义银瞅了一眼山中幸盛羞涩的小脸蛋,有些意动,但最后还是压住心猿意马,摇头道。

    “算了,蒲生氏乡刚才的面色已经有些不好看了。

    同心秘书处现在事务繁忙,任务很重,我总是占用她宝贵的时间让她看门护院,这不太好。

    况且,秘书处的许多事都必须由我亲自拍板,我估计现在案上已经堆满文书,我也该过去办公了。”

    义银说起正事,山中幸盛总不好为了自己那点小心思,再霸占主君的时间和肉体,只能叹息道。

    “君上辛苦,还请多注意休息。明日离开枥尾城之后,您是要回御馆去吗?”

    义银摸了摸自己有些酸软的腰干,说道。

    “不,我要去一次大胡城。

    关东斯波领马上就要发送第一次年金,我想亲自去看看当地的发放情况,也好安心。”

    听闻义银要去大胡城岛胜猛那边,山中幸盛的面色一僵,随后她迅速笑起来,遮掩自己的情绪。

    “是这样啊。”

    义银刚才是下意识回了山中幸盛的话,其实脑子里还在想着事情,并未发现她的异常。

    斯波忠基金,是斯波义银与斯波家所有姬武士的一份契约。

    义银将斯波家在北陆道商路上赚取的财富与全体斯波家姬武士分享,换取斯波家臣团对他的忠心与支持,完成斯波君臣契约的奠基。

    自从斯波忠基金贪腐大案一闹,石田三成毫不犹豫的砸钱平事,尾张与近幾斯波领的年金是一步到位,三地斯波领再无区别。

    义银对第一次发送年金之事,当然是非常上心。

    尾张斯波领名为斯波领,其实是义银当年主动抛弃的尾张地盘。

    谁想到前田利家牛b,硬是把那三千石的尾张弃地,打造成现在的二万一千五百石,依旧挂在斯波家名下不动摇。

    尾张斯波领内部其实早就有所怨言,义银只享受着领主的好处,却不曾为这片领地操过心。

    武家奉公恩赏,君臣公平交易,尾张斯波领未得义银恩惠,自然是心无眷恋,离心离德。

    义银对这片领地名义上的统治,只是依靠前田利家的威望镇压,以一己之见将其留在斯波家。

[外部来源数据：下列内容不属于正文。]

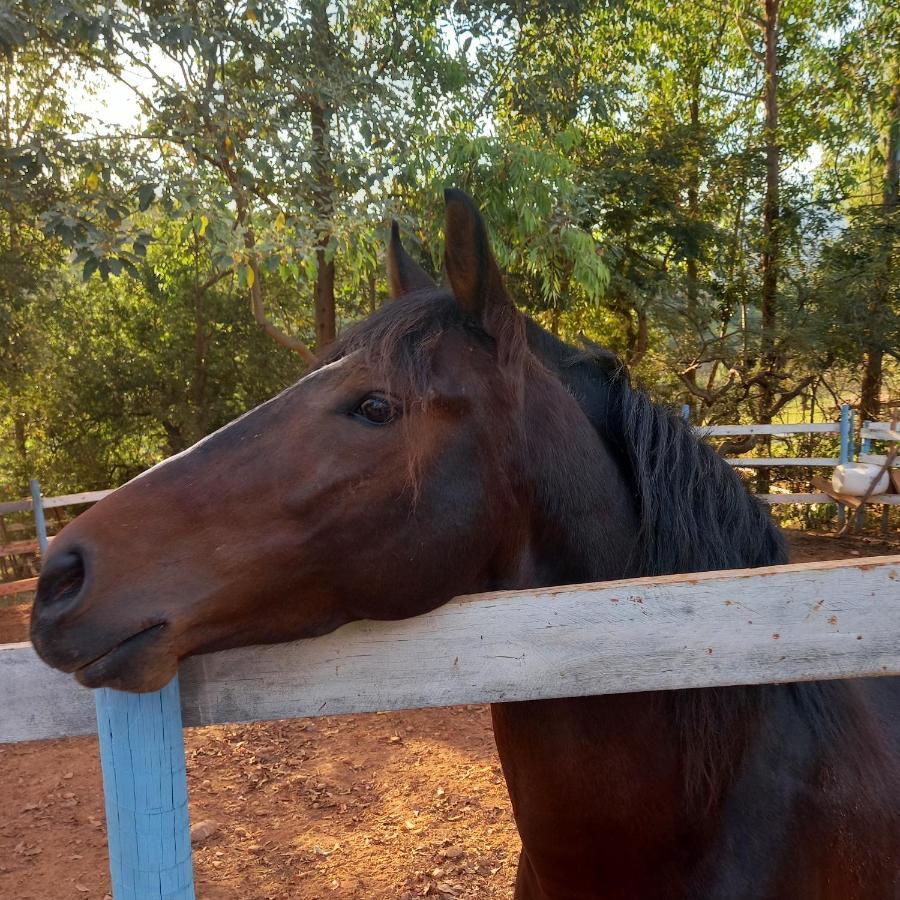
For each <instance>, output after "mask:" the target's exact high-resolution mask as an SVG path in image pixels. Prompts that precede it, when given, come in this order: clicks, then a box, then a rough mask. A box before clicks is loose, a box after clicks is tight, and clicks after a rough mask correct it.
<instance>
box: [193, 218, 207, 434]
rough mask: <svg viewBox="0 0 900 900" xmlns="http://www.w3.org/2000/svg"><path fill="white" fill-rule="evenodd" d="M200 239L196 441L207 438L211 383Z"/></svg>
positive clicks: (195, 420) (194, 268)
mask: <svg viewBox="0 0 900 900" xmlns="http://www.w3.org/2000/svg"><path fill="white" fill-rule="evenodd" d="M199 263H200V238H199V236H198V235H197V233H196V231H195V232H194V371H193V372H192V374H191V405H192V406H193V408H194V410H193V411H194V421H193V428H192V431H193V434H192V437H193V438H194V440H195V441H198V440H200V438H202V437H205V435H206V431H207V428H208V422H209V418H208V416H207V409H206V387H207V384H208V382H209V360H208V358H207V357H208V353H209V333H208V331H207V316H206V287H205V286H204V285H202V284H200V280H199V277H198V276H199V271H198V270H199Z"/></svg>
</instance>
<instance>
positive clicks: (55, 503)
mask: <svg viewBox="0 0 900 900" xmlns="http://www.w3.org/2000/svg"><path fill="white" fill-rule="evenodd" d="M114 490H115V488H108V489H107V490H103V491H86V492H84V493H81V494H61V495H60V496H59V497H44V509H53V508H54V507H56V506H81V505H83V504H85V503H96V502H97V501H98V500H102V499H103V498H104V497H106V496H108V495H109V494H111V493H112V492H113V491H114ZM32 506H33V504H32V502H31V500H30V499H28V500H10V501H7V502H5V503H0V516H5V515H7V514H8V513H13V512H25V511H26V510H31V509H32Z"/></svg>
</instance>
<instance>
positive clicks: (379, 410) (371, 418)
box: [353, 394, 397, 425]
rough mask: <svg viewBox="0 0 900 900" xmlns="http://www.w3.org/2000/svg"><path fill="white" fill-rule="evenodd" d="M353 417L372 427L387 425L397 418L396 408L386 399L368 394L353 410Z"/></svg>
mask: <svg viewBox="0 0 900 900" xmlns="http://www.w3.org/2000/svg"><path fill="white" fill-rule="evenodd" d="M353 415H354V416H359V418H361V419H365V420H366V421H367V422H371V423H372V424H373V425H387V424H388V423H389V422H392V421H393V420H394V419H395V418H396V417H397V408H396V407H395V406H394V404H393V403H392V402H391V401H390V400H389V399H388V398H387V397H382V396H380V395H379V394H370V395H369V396H368V397H366V398H365V400H363V401H362V403H360V404H359V406H357V407H356V409H355V410H353Z"/></svg>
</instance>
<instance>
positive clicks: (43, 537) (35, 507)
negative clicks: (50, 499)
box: [29, 478, 48, 559]
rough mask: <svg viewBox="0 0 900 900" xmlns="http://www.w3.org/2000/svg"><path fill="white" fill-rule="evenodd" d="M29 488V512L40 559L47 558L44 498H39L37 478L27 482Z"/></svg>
mask: <svg viewBox="0 0 900 900" xmlns="http://www.w3.org/2000/svg"><path fill="white" fill-rule="evenodd" d="M29 486H30V487H31V511H32V512H33V513H34V530H35V531H36V532H37V536H38V547H40V549H41V559H44V558H45V557H46V556H47V544H48V541H47V520H46V519H45V518H44V498H43V497H41V484H40V482H39V481H38V480H37V478H32V479H31V481H30V482H29Z"/></svg>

    这次斯波忠基金的年金覆盖尾张斯波领,也是义银第一次与尾张斯波领姬武士交换了君臣契约。

    你出钱,我出力,拿了斯波家的大把好处,当地武家自然会感恩戴德,离心倾向也就慢慢消散。

    只可惜鞭长莫及,义银远在关东,无法借此机会和尾张斯波领亲近。那边的年金发放会不会出问题,只能看前田利家的管理能力。

    但关东斯波领不一样,这里就在义银的眼皮底下。第一次年金发放,他当然要去监督一下,表示对此事的重视。

    义银沉浸在自己的思绪中,完全没有发现山中幸盛的异常,继续说道。

    “幸盛,枥尾城也有斯波编制内的姬武士,虽然人数不多,但这件事的性质非比寻常,你可不能掉以轻心,千万要引起重视。”

    山中幸盛鞠躬行礼,肃然道。

    “津多殿放心,我会亲自盯着这件事,绝不允许出现任何问题。”

    义银点点头,说道。

    “等关东斯波领的年金发送完毕,我还要去一次金山城。

    由良家的妙印尼邀请我过去做客,可能是他妻子由良成繁的想法吧。”

    山中幸盛皱眉道。

    “由良家这是什么意思?”

    义银笑道。

    “武家义理促进会在关八州做慈善的效果出乎意料得好,当地名门当然会有所惊虑。

    之前我南下视察,由良家的妙印尼给予我的帮助很大,我必须给他这个面子,维护这份友谊。

    况且,我提出的武协倡议,在关八州响应者廖廖,亦是因为这些名门心存疑虑。

    我也希望能说服由良成繁,让我构想的三方武家协商机制能够成功在关八州落地生根。”

    山中幸盛点头道。

    “关八州这些地方名门有力武家油滑狡诈,还请君上多加小心。”

    义银笑了笑,没说什么。

    今日的他,手上已经攒满了一手好牌,别说是由良成繁,就算是北条氏政来了又能如何?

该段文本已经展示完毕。